Ira considered my shadow and squinted at me cunningly. "It's exactly eight o'clock."

However, as I mounted the motorcycle and Stoker throttled its engine, he cackled from the depths of his coat-collar: "I can turn your bad advice inside out, Goat-Boy, but you can't do that with the time of day! I got the best of you again!"

But I smiled — and not merely to worry him, as I'd done with Stoker. For the fact was, I hadn't the slightest idea whether reversing my advice would flunk and therefore pass him, or vice-versa, and whether in either case he'd be passed or failed. Whereas I suspected he'd given me the correct time in order to mislead me, for an hour did seem to have elapsed since I'd heard that student say seven o'clock. But if he'd lied to his molesters too, I was no worse off, for Ira Hector desperately needed Grand-Tutoring, but I had no use at all for the time of day. Let him shriek after me (as he did), "It's later than you think!" How could it be, when I had no thought upon the matter?

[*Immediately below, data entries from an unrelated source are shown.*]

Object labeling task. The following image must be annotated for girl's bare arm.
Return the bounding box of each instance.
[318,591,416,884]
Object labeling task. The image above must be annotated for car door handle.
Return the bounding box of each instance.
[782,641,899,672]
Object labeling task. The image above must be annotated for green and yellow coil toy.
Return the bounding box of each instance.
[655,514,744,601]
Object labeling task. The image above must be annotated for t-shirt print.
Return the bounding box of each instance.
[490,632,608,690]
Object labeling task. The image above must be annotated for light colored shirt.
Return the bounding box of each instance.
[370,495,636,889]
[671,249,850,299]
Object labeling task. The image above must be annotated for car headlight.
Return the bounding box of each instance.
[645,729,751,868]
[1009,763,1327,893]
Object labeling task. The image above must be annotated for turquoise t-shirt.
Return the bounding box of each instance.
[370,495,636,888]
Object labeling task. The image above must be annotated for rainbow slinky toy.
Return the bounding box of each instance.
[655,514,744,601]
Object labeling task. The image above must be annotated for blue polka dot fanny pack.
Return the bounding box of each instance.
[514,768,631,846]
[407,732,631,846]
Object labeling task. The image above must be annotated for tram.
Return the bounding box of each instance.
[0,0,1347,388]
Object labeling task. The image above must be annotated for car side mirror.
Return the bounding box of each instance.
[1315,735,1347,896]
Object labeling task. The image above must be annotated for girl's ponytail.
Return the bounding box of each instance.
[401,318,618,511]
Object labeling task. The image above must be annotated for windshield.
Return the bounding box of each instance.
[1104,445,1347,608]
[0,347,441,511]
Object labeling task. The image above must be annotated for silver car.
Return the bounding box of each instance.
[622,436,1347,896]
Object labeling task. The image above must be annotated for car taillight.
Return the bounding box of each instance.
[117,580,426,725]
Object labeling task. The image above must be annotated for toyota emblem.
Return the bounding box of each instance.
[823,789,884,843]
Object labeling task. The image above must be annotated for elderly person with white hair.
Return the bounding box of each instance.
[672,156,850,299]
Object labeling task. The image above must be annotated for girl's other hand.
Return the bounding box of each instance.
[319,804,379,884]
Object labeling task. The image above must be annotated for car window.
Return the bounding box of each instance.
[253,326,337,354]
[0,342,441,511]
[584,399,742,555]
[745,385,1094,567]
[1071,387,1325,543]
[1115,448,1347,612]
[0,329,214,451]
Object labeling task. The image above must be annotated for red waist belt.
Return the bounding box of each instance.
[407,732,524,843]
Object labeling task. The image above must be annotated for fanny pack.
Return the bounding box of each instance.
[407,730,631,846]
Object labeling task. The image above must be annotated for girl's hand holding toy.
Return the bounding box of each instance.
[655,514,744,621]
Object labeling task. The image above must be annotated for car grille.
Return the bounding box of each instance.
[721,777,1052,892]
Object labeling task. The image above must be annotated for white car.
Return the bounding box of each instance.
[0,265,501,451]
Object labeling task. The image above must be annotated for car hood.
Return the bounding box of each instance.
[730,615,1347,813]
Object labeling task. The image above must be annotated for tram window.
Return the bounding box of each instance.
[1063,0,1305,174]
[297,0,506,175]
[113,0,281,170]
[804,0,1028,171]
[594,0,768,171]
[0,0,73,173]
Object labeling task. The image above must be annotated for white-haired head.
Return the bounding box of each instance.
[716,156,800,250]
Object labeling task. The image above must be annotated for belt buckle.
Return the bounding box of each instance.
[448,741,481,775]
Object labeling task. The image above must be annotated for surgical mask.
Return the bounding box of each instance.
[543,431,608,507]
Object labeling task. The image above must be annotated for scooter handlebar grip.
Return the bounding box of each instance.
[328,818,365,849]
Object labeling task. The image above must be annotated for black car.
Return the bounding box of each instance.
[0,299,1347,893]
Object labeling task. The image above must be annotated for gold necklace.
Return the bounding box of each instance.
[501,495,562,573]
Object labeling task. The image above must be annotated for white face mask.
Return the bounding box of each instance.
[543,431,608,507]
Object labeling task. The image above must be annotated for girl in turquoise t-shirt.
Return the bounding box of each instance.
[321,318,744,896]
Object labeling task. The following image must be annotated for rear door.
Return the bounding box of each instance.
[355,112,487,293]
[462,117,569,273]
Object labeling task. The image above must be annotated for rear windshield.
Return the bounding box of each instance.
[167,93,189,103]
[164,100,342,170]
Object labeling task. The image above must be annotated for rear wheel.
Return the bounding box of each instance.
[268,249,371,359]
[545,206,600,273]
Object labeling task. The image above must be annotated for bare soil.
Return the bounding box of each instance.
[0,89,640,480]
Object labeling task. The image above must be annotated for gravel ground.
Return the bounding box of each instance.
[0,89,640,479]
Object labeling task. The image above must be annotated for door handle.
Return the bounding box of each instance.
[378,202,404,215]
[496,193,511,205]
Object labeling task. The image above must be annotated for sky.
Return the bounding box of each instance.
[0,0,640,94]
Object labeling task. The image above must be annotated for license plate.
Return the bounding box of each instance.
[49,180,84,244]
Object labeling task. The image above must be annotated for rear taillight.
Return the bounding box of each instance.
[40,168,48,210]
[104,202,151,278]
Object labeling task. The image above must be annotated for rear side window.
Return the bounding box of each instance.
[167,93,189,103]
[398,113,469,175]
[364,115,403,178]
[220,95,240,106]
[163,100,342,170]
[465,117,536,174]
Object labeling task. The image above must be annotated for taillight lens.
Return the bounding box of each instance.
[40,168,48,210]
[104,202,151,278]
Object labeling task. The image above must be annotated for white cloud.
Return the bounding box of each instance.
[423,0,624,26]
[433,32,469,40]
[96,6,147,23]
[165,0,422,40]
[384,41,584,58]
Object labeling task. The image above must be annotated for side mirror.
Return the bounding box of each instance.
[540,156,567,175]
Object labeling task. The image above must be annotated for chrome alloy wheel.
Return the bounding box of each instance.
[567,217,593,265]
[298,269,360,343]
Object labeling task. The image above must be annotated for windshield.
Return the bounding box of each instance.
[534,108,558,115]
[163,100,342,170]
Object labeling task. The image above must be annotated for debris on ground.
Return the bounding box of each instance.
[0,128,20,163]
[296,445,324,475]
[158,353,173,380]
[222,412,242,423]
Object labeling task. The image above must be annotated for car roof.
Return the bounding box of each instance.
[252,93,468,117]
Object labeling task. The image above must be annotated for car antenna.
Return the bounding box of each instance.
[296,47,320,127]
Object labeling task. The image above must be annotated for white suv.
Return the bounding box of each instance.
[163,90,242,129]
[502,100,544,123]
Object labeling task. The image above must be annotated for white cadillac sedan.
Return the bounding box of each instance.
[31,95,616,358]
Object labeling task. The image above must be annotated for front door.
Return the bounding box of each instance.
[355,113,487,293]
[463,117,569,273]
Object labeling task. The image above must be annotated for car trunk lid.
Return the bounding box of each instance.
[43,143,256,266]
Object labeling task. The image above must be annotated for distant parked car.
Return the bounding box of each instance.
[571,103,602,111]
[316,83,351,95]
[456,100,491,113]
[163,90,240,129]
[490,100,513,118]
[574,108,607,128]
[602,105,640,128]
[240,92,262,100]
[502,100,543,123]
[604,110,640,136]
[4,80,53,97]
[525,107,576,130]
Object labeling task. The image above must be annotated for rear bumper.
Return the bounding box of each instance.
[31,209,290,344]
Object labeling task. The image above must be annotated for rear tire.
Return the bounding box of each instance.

We came in sight of that grand square where Tower Hall stands like a dean at the head of a committee-table, flanked on one side by the Light House, on the other by the Old Chancellor's Mansion. There was traffic now; I checked the Clock, also my watch: neither was running. A flutter of blackbirds from the Belfry reminded me of Eblis Eierkopf. Again I tapped my chauffeur's shoulder.

"What ever happened to Dr. Eierkopf? Do you suppose he's still in the Belfry?"

Stoker shook his head. "I got him running the hamburg concession out at the Powerhouse. All he can eat and seconds on Madgie."

I recognized that he was speaking sarcastically. "I'm going to see him before I call on the Chancellor," I said. "But I'll need a ride later to the Infirmary. Would you rather have lunch with your brother in the Light House or have him out to dinner at the Power Plant?"

Stoker snorted and opened the throttle; I barely managed to land on my feet. Newsboys hawked the morning paper on the Tower Hall esplanade, calling out that Max's Shaft-time had been set for next day at sunset, and that in consequence of grave new incidents at the Power Lines, Classmate X had arrived on Great Mall, presumably to sever the remaining diplomatic ties between East and West Campus. I half expected Stoker to wait for me, but as I entered the lobby of Tower Hall I saw him drive off towards a squadron of his troopers roaring up in ragged files from the direction of Main Gate.

The elevator-guard frowned at my detention-suit, consulted an empty clipboard, and forbade me the Belfry-lift.